I have been waiting for the transcript of a Westminster Media Forum which took place on March 10 where I was taken to task by Prof Steven Barnett. I was referring to work commissioned by Ofcom for their Second Review of Public Service Broadcasting in 2008: some 2000 people were asked to rate the programme types they considered important “for the good of society as a whole” (Q1) as against the types that were “most valuable to you” (Q2).
So people recognise that News, especially, and Current Affairs are social priorities whereas entertainment genres are personal priorities. (For parents, Childrens programmes fall into the right-hand quadrants too). This suggests to me that many people would support, at least in principle, public funding for social-priority genres and private payment for personal priority genres.
Sorry David, you are completely misinterpreting those Ofcom surveys, that is not what the public is saying. The public is saying it actually wants to see the BBC funded across the board in all the genres that they are at the moment.
I may have pushed that data a little too far, but I am not aware of any recent poll that has shown majority support for the BBC License Fee.
2004: an ICM poll for Panorama found that 31% were in favour of the existing licence fee, 36% said the BBC should be paid for by a subscription, and 31% wanted advertising to pay for the programmes.
2008: an Ipsos MORI poll commissioned by the Guardian found that 41% agreed that the licence fee was an "appropriate funding mechanism". 37% disagreed.
2009: In the Guardian/ICM Poll licence fee support also rose slightly to 43% amid doubt over commercial viability during a recession.
These are the polls I am aware of. There maybe others.
Monday, 29 March 2010
Friday, 19 March 2010
The US has some 125m TV households as against about 25m in the UK. In my last post I looked at HBO. Where could we find a Pay-TV market large enough to create a subscription base for, say, quality drama and comedy? What about the European Union of which we are a part? After all, every country in the Union (except UK and Eire) watches subtitled or dubbed English-language content in primetime. That should give the UK a huge competitive advantage –but the dubbed and subtitled content is currently usually American.
It is instructive to look at the revenues of the six US studios. (This focuses us on fiction, that is drama and comedy series, the most important type of traded film and TV content.) We have figures for 2008, which tell us that total revenues from licensing content and DVD sales was over $21bn, with $9.2bn – that is, 44% of total sales -- coming from content sales outside the US.

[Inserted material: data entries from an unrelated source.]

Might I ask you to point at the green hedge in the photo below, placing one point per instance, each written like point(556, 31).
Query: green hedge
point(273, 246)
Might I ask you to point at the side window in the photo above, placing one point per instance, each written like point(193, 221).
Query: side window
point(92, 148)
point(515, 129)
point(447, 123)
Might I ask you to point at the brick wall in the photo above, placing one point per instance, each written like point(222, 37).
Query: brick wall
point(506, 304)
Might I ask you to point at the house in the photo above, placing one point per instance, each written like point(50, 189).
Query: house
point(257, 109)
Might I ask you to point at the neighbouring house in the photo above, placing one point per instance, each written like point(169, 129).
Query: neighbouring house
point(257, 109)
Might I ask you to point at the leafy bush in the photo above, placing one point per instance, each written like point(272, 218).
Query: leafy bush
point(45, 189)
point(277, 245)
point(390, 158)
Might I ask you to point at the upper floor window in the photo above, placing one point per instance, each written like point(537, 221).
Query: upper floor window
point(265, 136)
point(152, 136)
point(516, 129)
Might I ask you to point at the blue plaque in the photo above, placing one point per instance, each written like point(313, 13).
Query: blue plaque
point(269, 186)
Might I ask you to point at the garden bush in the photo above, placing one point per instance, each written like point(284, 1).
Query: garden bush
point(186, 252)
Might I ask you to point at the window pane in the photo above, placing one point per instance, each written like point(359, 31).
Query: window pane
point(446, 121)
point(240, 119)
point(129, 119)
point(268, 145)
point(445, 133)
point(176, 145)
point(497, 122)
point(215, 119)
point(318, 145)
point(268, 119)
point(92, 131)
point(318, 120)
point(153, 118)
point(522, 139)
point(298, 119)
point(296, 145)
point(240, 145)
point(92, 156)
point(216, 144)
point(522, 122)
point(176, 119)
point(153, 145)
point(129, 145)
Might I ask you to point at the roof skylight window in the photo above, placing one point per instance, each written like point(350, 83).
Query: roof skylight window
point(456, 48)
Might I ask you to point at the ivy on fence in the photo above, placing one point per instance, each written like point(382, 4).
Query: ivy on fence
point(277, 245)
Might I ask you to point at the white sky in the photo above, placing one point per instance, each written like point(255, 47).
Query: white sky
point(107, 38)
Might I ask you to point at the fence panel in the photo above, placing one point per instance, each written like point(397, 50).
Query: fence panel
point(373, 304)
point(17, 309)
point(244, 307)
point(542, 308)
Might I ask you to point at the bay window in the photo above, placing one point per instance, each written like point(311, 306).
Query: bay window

There is no equivalent figure for the UK, but the TV Export survey conducted annually by Pact, the trade association for independent producers, indicates total sales of finished TV programmes (including DVDs) at £610m. (This survey does not include films so it is not directly comparable with the US figures in the chart). In addition the UK report does not break out the UK figures by genre. Assuming a large proportion of the £610m, say £400m, is probably fiction, it is nevertheless immediately obvious that the relationship between home and overseas sales in the US and UK are totally different. OK, so you have heard this before. What is the point of repeating it?
Because it raises this question. Should the UK not be setting its bar higher? Should we not be aiming to become the entertainment capital of Europe? We have significant competitive advantages, as outlined above. We are Europeans. And we have a strong production industry. Moreover aren't some of our basic genres – like the crime series – beginning to look provincial against the reality that so much crime is international – as in the case of little Sahil Saeed, kidnapped in Pakistan, ransom collected in Europe, criminals of various nationality foiled through the co-operation of many national police forces?
Friday, 12 March 2010
HBO has many admirers in the UK because of the quality of its drama, but is usually dismissed as a model because of the much greater size of the US population.
Some facts: HBO gets about $10 a month from 29m US homes, mainly better-off ( median income $63,000 in 2007). Thus around a quarter of the US homes pay a premium for HBO on top of cable fees and basic packages. For this HBO provides about 140 hours of ad-free new content each year. (Subscribers do not just sign up for brilliant series like The Wire or Curb Your Enthusiasm but for films and boxing as well.) Its subscribers value HBO highly and feel a sense of ownership. (In our terms, HBO is a specialist, premium-subscription content provider, carried on nearly all US multichannel platforms.)
In the UK subscription basically means Sky or Virgin. Most Sky subscribers in the UK pay about £40 a month for various bundles -- so Sky as a platform is broadly in line with US cable systems like Comcast which includes HBO as an option. OK, so the UK is probably not large enough to fund a specialist service of high-end drama and comedy funded by subs from better-off homes like HBO. However, though the £12 per month License Fee paid by over 25m UK households has no equivalent in the US, it looks like very good value and delivers a wide range of material -- including some HBO-type fare like Outnumbered or The Thick of It. Does the UK offer the opportunity for new variants of the pay model -- perhaps big advertiser- supported channels going behind a "lite" pay wall? And may we one day find a way to tap the wishes of a minority who want more of what they value and are ready to pay for it, which is what drives HBO -- after all, innovation is so often led by enthusiasts or "early adopters"?